📗 Descriptive v/s Prescriptive Approach to Language
🌪Descriptive Approach
🔻Linguists attempt to describe the grammar of the language that exists in the minds of its speakers, i.e. to create a model of speakers’ mental grammar.
🔻The resulting descriptive grammar describes person’s basic linguistic knowledge and explains how it is possible to speak and understand and it summarize what speakers know about the sounds, words, phrases and sentences of their language.
🔻Creating a descriptive grammar involves observing the language and trying to discover the principles or rules that govern it.
🔻Descriptive rules accept as given the patterns speakers actually use and try to account for them.
🔻Descriptive rules also allow for different dialects of a language and even variation within one dialect.
🌪Prescriptive Approach
🔻Prescriptivists tell you someone’s idea of what is “good” or “bad”.

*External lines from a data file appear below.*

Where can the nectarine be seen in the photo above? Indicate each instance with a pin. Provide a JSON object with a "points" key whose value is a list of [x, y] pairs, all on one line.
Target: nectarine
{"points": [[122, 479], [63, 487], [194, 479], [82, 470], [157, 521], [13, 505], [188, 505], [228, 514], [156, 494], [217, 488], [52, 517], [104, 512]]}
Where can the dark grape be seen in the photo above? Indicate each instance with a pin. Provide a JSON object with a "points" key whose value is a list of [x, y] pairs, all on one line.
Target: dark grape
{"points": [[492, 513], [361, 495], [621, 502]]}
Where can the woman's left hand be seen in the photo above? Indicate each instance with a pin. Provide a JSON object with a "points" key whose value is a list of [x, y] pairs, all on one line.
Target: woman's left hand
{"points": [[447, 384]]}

🔻Prescriptive rules make a value judgment about the correctness of certain utterances and generally try to enforce a single standard.
🔻The people who use prescriptive grammar make up the rules of the grammar.

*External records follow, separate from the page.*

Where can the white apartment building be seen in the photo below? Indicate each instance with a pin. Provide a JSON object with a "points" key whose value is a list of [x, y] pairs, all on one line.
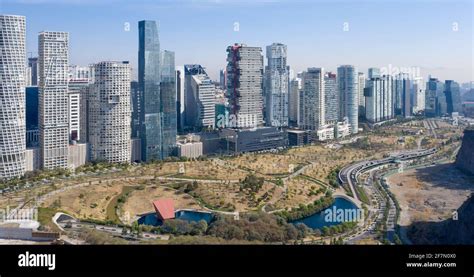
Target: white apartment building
{"points": [[379, 99], [312, 102], [205, 95], [245, 85], [276, 85], [419, 93], [53, 99], [190, 149], [12, 96]]}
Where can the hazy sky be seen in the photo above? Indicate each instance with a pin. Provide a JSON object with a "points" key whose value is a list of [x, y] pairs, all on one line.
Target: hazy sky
{"points": [[403, 33]]}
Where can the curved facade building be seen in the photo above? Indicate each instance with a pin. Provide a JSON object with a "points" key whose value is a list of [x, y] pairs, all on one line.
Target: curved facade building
{"points": [[12, 96]]}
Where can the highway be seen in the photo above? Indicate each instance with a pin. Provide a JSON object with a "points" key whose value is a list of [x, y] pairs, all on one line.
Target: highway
{"points": [[385, 209]]}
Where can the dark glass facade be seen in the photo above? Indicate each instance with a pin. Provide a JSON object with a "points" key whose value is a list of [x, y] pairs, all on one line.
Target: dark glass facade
{"points": [[32, 108], [168, 105], [149, 78]]}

🔻They attempt to impose the rules for speaking and writing on people without much regard for what the majority of educated speakers of a language actually say and write.

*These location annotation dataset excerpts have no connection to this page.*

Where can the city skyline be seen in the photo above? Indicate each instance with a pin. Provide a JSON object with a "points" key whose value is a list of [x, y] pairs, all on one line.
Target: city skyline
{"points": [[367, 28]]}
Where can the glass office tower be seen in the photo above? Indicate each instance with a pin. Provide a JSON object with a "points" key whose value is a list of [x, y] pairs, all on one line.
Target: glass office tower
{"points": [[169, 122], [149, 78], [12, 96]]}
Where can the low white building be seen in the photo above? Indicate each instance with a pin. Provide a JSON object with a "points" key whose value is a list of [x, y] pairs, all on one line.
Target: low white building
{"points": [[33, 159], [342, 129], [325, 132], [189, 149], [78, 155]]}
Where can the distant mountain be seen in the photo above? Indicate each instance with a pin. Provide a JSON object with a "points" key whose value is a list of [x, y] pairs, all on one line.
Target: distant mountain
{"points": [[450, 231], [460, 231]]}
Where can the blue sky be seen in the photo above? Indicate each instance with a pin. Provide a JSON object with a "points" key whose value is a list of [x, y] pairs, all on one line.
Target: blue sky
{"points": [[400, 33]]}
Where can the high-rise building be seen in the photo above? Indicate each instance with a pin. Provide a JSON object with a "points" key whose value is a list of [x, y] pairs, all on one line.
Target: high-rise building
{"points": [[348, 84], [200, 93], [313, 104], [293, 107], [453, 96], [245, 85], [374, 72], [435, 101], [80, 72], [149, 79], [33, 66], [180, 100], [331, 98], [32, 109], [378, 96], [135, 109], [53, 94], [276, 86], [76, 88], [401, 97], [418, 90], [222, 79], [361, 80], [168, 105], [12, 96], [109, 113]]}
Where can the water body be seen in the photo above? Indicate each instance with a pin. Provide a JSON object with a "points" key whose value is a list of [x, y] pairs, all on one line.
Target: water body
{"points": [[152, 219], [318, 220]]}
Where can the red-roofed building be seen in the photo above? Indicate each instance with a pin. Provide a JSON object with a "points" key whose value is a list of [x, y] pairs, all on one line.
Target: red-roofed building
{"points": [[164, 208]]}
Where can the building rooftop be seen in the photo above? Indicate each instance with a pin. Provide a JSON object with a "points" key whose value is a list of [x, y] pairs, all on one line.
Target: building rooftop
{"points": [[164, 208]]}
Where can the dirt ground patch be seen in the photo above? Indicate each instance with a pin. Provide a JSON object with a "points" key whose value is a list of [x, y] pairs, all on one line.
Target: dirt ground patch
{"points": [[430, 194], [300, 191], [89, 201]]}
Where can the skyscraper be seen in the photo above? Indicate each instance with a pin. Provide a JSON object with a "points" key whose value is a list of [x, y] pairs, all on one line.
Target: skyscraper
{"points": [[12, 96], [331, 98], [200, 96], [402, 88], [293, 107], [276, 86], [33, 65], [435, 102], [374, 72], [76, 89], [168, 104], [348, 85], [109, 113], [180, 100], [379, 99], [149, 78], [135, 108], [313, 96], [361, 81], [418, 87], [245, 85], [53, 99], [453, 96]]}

🔻So-called prescriptive grammar usually focuses only on a few issues and leaves the rest of a language undescribed. In fact, from the linguistic point of view,
this is not grammar at all.
📗 Prescriptivism v/s Descriptivism
In short, linguists describe language, but they do not prescribe it.
🔻As a science, linguistics is not in the business of making value judgments about language use.
🔻It studies how language really is used and then attempts to describe the facts, in order to analyze and, eventually, explain them.
🔻An Analogy:
• Physicists don’t complain that objects fall to earth, but simply observe and describe the fact of falling, then try to discover the laws that are behind it.
📗 The Parts of Grammar
🔻Grammar is a language system, a set of principles (rules) that underlie a language.
🔻Mental Grammar – the knowledge of language that allows a person to produce and understand utterances.
🔻Grammar can be described as having different parts, such as:
• phonetics
• phonology
• morphology
• syntax
• semantics
• pragmatics
Since linguists study all of these, the terms are also used to refer to subfields of linguistics.